The children of the night, and the music that they make...

London Camden Palace

Enter bretheren of the night. Close the door behind you tight while Belial's hellhounds, with cruel might, eviscerate pure virgins white. Tch, just another rainy Sunday in Camden, then. Welcome to Vampyria II, a night of unintentional mirth most fierce, of libertines a gathering most preposterous, where the only thing that's truly warped is the participants' grasp of basic modern syntax. None is more garbled than Cradle Of Filth, whose claim to being the "most evil band in Britain" is hard to prove when tonight's only clearly enunciated lyric is, perhaps uniquely in rock history, "Carpathia".

"No mortals," boasts the event publicity, "no inhibitions." No discernible music, either. It's obvious why the Filth's undead schtick has a devoted following: a ferocious thrash that makes your viscera a fond memory; an excuse to wear panstick; the erotic promise of those Hammer bitings adored by repressed adolescent boys. It's not that they sound diabolic, just unspeakably tedious, with the occasional bursts of cathedral organ failing to leaven the grind. Singer Dani, capering about like a recently exhumed morris dancer, has an impressive all-octave range, though, from squeak of bat to terrier's yap, all the way down to the noise a waste disposal unit would make if you fed it their new record. Not that you would ever dream of such an act, of course.

For all their desperate nun-abusing blasphemy, they're far from the church-burning antics of the Scandinavian brigade. Bassist Robin Graves and guitarist Gian prance like they're playing alongside Brian Blessed in a rep production of 'Hamlet', while the go-go dancers gamely try to uphold the dancing bit of their job description. "We are damned to hell," growls Dani, spraying the front row with a pathetic spurt of blood. He should know. He's from Coventry.

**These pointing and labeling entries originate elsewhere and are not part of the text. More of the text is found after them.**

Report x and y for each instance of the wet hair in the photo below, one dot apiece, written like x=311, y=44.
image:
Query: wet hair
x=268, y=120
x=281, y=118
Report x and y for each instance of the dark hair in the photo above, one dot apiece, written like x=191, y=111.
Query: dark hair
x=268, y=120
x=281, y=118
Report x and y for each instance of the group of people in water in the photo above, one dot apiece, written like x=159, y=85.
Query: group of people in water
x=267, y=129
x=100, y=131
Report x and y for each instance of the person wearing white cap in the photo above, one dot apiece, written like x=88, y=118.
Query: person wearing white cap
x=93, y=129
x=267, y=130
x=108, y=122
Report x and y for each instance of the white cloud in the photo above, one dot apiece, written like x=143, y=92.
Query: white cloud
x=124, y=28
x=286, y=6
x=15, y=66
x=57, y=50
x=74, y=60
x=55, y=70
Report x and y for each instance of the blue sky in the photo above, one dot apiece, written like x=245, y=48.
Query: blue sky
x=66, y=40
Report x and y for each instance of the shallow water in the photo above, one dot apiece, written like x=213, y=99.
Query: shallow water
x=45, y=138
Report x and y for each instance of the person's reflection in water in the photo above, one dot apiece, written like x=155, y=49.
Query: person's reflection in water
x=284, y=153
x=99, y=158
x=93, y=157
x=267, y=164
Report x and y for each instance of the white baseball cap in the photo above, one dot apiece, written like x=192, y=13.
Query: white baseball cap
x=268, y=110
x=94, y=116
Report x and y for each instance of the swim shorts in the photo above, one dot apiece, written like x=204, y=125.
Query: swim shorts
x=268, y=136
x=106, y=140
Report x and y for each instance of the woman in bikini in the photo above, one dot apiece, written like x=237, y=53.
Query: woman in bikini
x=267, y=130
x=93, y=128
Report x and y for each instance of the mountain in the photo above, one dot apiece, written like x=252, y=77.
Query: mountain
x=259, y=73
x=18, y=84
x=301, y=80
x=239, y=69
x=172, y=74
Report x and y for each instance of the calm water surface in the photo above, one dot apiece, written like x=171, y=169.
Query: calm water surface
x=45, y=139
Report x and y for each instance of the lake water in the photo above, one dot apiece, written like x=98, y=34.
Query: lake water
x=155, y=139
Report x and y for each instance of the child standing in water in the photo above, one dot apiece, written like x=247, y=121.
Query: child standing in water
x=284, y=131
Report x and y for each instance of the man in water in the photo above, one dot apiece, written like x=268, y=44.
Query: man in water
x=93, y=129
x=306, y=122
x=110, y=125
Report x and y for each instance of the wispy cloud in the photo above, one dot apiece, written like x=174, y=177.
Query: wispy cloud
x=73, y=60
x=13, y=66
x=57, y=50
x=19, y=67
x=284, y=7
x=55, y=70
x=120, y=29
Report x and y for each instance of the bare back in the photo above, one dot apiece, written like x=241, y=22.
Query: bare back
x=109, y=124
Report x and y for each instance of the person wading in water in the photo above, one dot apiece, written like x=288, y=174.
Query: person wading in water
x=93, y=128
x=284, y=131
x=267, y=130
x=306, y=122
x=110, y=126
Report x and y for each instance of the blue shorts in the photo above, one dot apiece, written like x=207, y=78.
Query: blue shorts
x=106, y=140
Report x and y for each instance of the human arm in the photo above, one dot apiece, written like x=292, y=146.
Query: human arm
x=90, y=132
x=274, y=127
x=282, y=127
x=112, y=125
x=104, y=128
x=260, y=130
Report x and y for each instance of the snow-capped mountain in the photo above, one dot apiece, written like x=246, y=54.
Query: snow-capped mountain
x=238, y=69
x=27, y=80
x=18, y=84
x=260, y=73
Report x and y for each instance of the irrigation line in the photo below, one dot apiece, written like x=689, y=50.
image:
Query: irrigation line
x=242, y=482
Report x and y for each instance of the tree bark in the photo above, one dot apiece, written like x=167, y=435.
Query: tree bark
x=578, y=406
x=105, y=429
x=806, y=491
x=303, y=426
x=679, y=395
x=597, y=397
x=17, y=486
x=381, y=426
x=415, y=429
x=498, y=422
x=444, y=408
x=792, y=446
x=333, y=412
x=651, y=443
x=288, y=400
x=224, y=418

It's then that you look at the figure beside you, serpentine frame decked in black lace, white powder coating his face like the dust of a thousand defiled graves, blood seeping around his expensively manicured fangs. In one clawed hand, he grasps a bottle of Lucozade. When it comes to enduring Cradle Of Filth, even the undead need a little extra energy to get them through the night.